The weekly repair cost Y for a machine has a probability density function given by f(y) = 3(1-y)^2 for 0<y<1, and 0 elsewhere.
with measurements in hundreds of dollars. how much money should be budgeted each week so that the actual repair cost will exceed the budgeted amount only 10% of the time.
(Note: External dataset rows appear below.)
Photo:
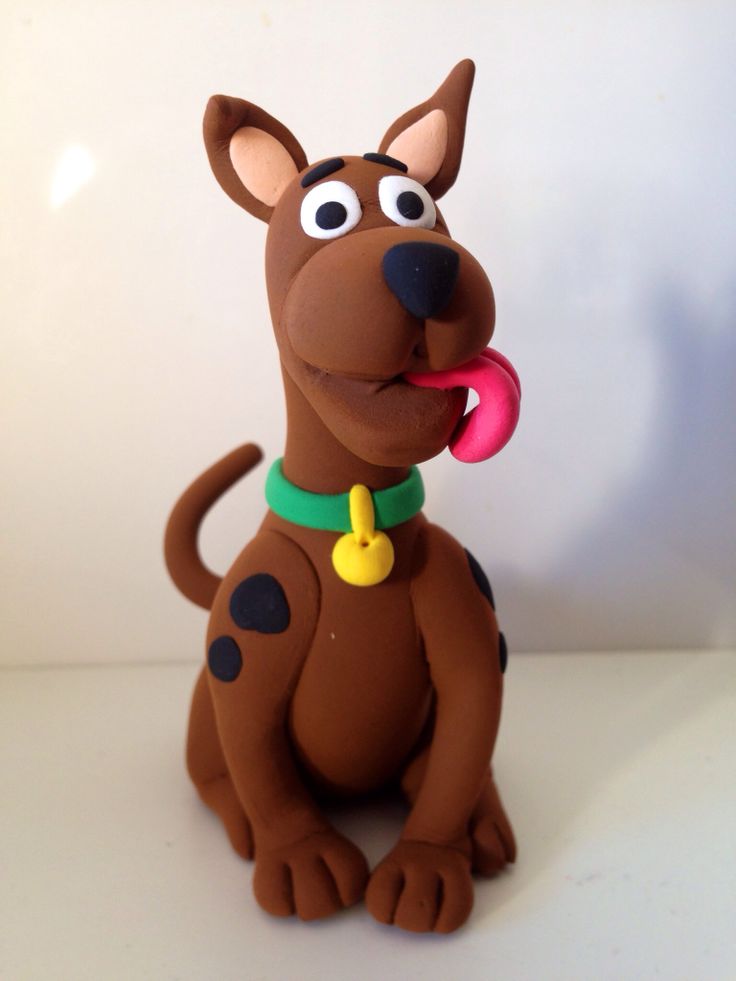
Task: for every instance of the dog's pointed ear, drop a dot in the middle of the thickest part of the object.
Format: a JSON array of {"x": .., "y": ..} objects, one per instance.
[
  {"x": 253, "y": 156},
  {"x": 429, "y": 138}
]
I know I need to integrate, but I simply am not sure on the interval I need to integrate over.
Help?
3 Answers
- Anonymous10 years ago
You want to integrate the density function from x to 1 and set it equal to .1
Then solve for x, and x times 100 is your answer
- cidyahLv 710 years ago
Find k such that Integral (k, 1) 3(1-y)^2 dy = .10
∫ 3(1-y)^2 dy = -3(1-y)^3 /3 = -(1-y)^3
Let F(y) =-(1-y)^3
Integrating from k to 1
F(1) =0
F(k) = -(1-k)^3
F(1)-F(k) = 0 - (-(1-k)^3) = .10
(1-k)^3 = .10
3 log(1-k) = log(.10)
log(1-k)=log(0.10)/3
1-k = e^log(0.10)/3
k = 1-e^[log(0.10)/3]
k=0.5358 (in hundreds of dollars)
- Anonymous10 years ago
You're probably not going to get the correct answer here.